The medical space presents its own set of challenges, but we see opportunities here beyond telehealth visits in the form of virtual waiting rooms, prescription management, remote monitoring, among others.
Digital-first or Bust
Client’s interests have changed and the way you deliver value must shift as well. This involves the types of solutions that are presented, how services are priced, and how quickly you can successfully implement solutions.
Companies are being forced to adapt quickly in this environment. If you architect your service offering in such a way that you can provide a rapid solution, even if it doesn’t have all the bells and whistles, it can put you in a better position than slower-moving firms.
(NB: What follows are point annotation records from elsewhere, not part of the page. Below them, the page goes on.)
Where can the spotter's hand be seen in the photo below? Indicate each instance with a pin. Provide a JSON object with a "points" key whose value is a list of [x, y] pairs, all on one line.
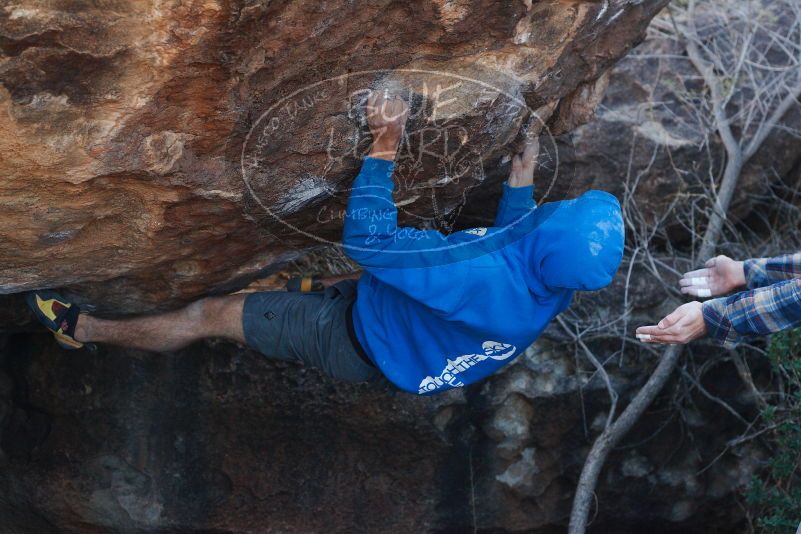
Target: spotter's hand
{"points": [[685, 324], [386, 118], [523, 165], [721, 275]]}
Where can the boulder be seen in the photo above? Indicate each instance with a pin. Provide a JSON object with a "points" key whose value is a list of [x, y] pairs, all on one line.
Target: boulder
{"points": [[157, 151]]}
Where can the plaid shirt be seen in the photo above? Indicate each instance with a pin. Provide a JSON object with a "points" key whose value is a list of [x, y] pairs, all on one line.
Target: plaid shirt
{"points": [[772, 303]]}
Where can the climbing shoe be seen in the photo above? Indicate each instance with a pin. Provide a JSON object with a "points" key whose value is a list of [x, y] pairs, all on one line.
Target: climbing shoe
{"points": [[304, 284], [58, 316]]}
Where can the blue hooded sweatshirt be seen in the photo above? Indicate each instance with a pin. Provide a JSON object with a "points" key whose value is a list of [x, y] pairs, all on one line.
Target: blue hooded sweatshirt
{"points": [[436, 312]]}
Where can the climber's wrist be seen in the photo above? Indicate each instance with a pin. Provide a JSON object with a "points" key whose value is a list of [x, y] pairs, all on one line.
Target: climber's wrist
{"points": [[385, 150]]}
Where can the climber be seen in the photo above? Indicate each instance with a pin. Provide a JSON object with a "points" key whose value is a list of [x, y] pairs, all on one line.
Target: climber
{"points": [[430, 312], [771, 304]]}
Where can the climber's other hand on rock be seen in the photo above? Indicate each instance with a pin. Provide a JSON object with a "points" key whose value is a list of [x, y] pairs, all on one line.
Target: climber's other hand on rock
{"points": [[523, 165], [386, 117], [685, 324], [721, 276]]}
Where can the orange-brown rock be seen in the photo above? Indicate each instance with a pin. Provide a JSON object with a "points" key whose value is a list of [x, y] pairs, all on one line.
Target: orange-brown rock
{"points": [[125, 125]]}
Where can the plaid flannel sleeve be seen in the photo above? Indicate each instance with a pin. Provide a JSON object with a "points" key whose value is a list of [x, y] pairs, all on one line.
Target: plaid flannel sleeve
{"points": [[762, 272], [731, 320]]}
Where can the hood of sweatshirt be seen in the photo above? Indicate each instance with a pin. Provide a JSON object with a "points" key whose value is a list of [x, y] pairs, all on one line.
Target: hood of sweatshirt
{"points": [[577, 244]]}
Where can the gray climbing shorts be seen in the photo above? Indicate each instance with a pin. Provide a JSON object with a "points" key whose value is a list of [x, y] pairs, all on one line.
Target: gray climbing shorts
{"points": [[314, 329]]}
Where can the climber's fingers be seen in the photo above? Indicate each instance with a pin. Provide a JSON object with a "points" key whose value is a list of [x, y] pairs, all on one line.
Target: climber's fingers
{"points": [[654, 334], [697, 283], [530, 153], [517, 169]]}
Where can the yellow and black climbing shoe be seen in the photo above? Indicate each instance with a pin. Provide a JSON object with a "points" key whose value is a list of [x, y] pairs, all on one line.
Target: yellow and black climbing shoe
{"points": [[304, 284], [58, 316]]}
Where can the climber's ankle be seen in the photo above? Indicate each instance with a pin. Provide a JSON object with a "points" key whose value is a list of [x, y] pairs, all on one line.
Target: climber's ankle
{"points": [[83, 327]]}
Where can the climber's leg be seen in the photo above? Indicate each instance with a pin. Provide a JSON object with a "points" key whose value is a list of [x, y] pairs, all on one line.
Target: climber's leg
{"points": [[312, 328], [209, 317]]}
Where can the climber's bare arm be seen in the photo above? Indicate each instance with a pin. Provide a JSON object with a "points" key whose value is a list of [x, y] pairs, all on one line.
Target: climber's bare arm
{"points": [[386, 118], [523, 165]]}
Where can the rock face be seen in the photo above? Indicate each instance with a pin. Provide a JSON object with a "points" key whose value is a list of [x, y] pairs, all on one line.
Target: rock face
{"points": [[158, 151]]}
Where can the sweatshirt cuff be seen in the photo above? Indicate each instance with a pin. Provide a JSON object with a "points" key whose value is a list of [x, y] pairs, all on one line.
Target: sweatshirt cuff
{"points": [[718, 326], [517, 197], [518, 194], [377, 172], [756, 274]]}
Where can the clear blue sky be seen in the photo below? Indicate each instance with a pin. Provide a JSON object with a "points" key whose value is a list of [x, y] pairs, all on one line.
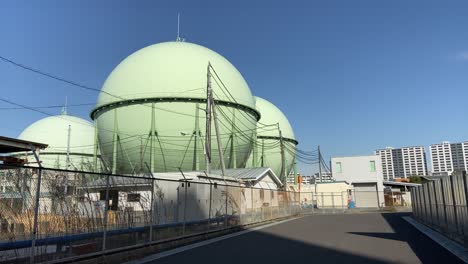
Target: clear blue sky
{"points": [[352, 76]]}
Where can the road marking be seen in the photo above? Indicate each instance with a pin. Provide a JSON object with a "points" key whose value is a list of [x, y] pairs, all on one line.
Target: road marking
{"points": [[453, 247], [202, 243]]}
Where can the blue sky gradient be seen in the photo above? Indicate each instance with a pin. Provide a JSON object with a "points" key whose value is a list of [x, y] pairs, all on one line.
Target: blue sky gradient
{"points": [[352, 76]]}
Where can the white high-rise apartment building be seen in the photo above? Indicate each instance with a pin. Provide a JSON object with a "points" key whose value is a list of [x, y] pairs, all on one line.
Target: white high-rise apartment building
{"points": [[446, 157], [403, 162]]}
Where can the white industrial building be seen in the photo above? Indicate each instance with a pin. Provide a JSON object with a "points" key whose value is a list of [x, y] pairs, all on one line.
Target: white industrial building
{"points": [[447, 157], [403, 162], [364, 174]]}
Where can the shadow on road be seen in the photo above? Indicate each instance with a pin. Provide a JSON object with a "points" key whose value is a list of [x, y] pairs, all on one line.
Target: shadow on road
{"points": [[425, 249]]}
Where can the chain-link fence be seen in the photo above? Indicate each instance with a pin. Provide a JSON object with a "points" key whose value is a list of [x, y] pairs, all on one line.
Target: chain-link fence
{"points": [[442, 205], [49, 215]]}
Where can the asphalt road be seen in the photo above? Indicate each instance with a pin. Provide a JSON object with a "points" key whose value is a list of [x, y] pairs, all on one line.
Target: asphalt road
{"points": [[353, 238]]}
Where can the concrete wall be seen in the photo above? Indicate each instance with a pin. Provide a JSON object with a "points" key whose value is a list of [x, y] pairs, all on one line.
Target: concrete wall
{"points": [[357, 171]]}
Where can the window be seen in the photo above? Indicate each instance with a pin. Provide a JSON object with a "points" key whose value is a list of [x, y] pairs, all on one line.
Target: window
{"points": [[133, 197], [338, 167], [372, 165]]}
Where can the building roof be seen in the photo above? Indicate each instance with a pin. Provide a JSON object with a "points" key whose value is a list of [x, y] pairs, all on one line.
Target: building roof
{"points": [[243, 174], [9, 145], [119, 181], [250, 174], [407, 184], [272, 115], [173, 70]]}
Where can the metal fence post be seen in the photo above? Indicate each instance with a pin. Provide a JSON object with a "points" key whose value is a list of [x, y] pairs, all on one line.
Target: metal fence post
{"points": [[444, 205], [106, 212], [185, 206], [436, 205], [314, 203], [423, 194], [209, 206], [428, 194], [455, 213], [36, 214], [225, 216], [465, 189], [342, 202]]}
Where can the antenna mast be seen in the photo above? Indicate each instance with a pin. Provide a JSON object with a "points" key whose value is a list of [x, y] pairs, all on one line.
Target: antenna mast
{"points": [[178, 28]]}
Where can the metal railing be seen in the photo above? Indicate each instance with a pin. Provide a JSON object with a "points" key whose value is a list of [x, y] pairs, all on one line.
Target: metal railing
{"points": [[49, 215], [442, 205], [53, 215]]}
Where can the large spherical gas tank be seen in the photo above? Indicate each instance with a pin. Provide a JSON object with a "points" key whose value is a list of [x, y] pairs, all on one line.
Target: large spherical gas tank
{"points": [[150, 113], [54, 131], [268, 147]]}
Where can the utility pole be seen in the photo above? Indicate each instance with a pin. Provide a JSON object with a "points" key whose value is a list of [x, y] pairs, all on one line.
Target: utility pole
{"points": [[210, 107], [208, 122], [320, 164], [68, 160], [283, 163]]}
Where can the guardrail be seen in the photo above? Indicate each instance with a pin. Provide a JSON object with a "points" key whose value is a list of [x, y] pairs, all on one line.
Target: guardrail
{"points": [[442, 205]]}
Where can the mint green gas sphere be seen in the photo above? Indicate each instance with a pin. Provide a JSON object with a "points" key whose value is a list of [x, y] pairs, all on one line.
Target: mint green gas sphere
{"points": [[54, 131], [150, 112]]}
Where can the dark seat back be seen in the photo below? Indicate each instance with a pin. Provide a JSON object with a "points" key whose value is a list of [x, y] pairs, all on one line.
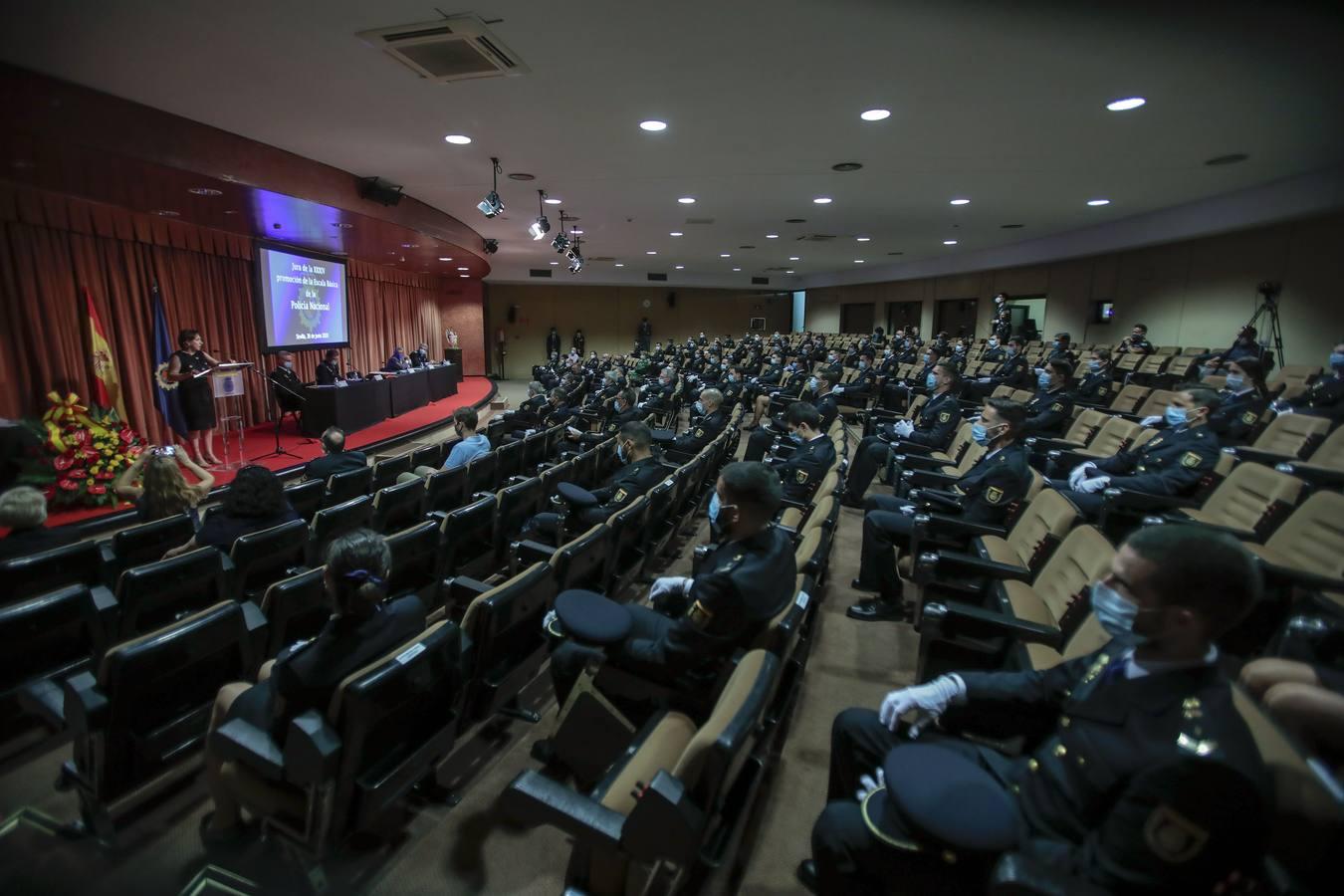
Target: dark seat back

Clients are in a risk averse mindset and as a result are much more interested in tried and true solutions. They are focused on protecting revenue and margins, rather than aggressively going after new business. Safe, efficiency boosting solutions will be attractive here.
Pricing is an area that requires some serious thought. By changing pricing too much here you risk devaluing your services, but too much rigidity could show a lack of understanding of the current environment. In our research, we have seen digital shops solve this by offering reduced prices, extending payment terms, offering more value engineering, and taking smaller initial projects.
By changing how you package your solution, you can position your firm to take advantage of the changes caused by the pandemic.